Mountaintop mines employ some 14,000 people across the four states. Wages average about $62,000 — high pay for rural Appalachia — and states make millions in taxes.

"It just absolutely puzzles me as to why the same federal government that's trying to straighten the economy out wants to dismantle the economy of another state, particularly as it relates to the workers at these sites," said West Virginia Coal Association President Bill Raney. West Virginia is the nation's second-largest coal producing state behind Wyoming.

In a separate action, the EPA recommended denying permits the Army Corps of Engineers was planning to issue that would allow two companies to fill thousands of feet of streams with mining waste in West Virginia and Kentucky. The Corps of Engineers said Tuesday that it was weeks away from issuing both permits.

But in letters sent Monday to the corps' office in Huntington, W.Va., the EPA said that Central Appalachia Mining, a subsidiary of Lexington, Ky.-based Rhino Resources, and Highland Mining Co., a subsidiary of Richmond-based Massey Energy Co., have not done enough to avoid and minimize damage to water quality and stream channels.

In the case of the Highland Mining's plans, which would fill in approximately 13,174 feet of stream in Logan County, W.Va., the agency said it believes the project "will result in substantial and unacceptable impacts to aquatic resources of national importance."
Neither Massey Energy Co. nor Rhino Resources immediately responded to requests for comment.

2 comments:

guinstigator said...

The fact that the Environmental Posturing Agency has finally grown a spine is interesting. For years they simply knelt and paid obeisances to the mighty coal companies instead of enforcing the very laws they were supposed to uphold. Finally it seems that the EPA is looking at possibly doing what it is charged with, protecting the air and water for the people who pay the salaries of the EPA individuals, the American tax payer.

This does not even take into account the fact that blowing up mountains is a very destructive act. West Virginia, and most of Appalachia, is beautiful. The mountains and steams are a great part of that inherent beauty. People enjoy coming here to see the scenic vistas, the panoramic views from the mountain tops. By blowing up the mountains and filling in the streams, you take away a lot of the incentive for tourists to come here. And you turn a breathtaking countryside into a toxic waste dump. Plus, Massey Coal and other companies that engage in mountain top removal are terrorizing the local citizens who live below and near the mountains.

It will be a revelation if the EPA actually enforces the Clean Air and Clean Water Acts.
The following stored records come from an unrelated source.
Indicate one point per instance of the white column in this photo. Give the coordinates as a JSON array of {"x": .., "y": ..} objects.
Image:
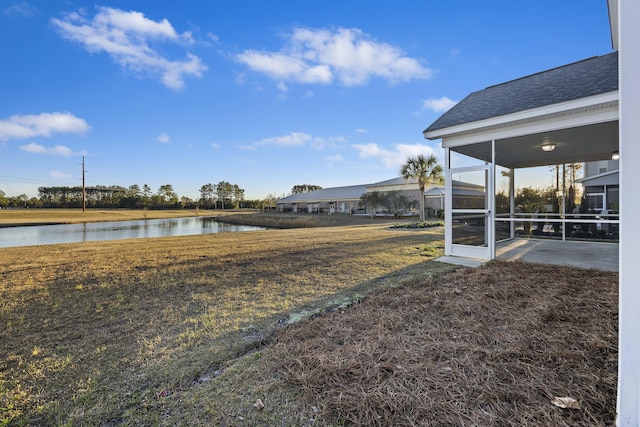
[
  {"x": 448, "y": 203},
  {"x": 629, "y": 296},
  {"x": 492, "y": 202},
  {"x": 512, "y": 201}
]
Because the people of Appalachia will be here long after the criminal enterprises like Massey Coal have raped the land and moved on.
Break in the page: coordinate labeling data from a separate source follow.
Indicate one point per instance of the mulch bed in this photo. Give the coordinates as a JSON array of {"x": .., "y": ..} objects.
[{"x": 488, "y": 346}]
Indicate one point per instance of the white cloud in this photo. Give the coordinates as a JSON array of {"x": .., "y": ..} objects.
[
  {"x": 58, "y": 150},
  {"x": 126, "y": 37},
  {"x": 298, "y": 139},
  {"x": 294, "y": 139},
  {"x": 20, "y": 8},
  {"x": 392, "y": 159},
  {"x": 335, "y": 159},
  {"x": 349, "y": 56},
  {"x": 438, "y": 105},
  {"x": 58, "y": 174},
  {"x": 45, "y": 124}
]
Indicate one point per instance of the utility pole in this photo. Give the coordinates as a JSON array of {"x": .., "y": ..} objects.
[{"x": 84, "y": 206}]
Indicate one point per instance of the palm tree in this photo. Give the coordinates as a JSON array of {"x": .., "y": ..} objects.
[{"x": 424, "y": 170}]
As to wind and solar power, if we put the resources into these projects, we could be making great strides toward a future of clean and sustainable energy.

America also consumes vast amounts of energy for little or no reason. We can all turn down our thermostats, turn of lights when they aren't being used and use newer, more energy efficient light bulbs, use mass transportation more frequently, unplug appliances when they are not in use, etc.

In short we can all make changes that will lead to a more sustainable and healthy future for future generations.

Peter said...

Mining is messy business. There is no doubt about that. Where is the energy going to come from if we don't use coal? That is the real question.

Look at the numbers. Minor little attempts at energy conservation are a drop in the bucket, misleading and mostly activities that do little more than make people feel good.

Solar and wind power can not begin to provide the electricity we need. They are also disruptive of the environment. We need real answers, not just more idealistic rhetoric.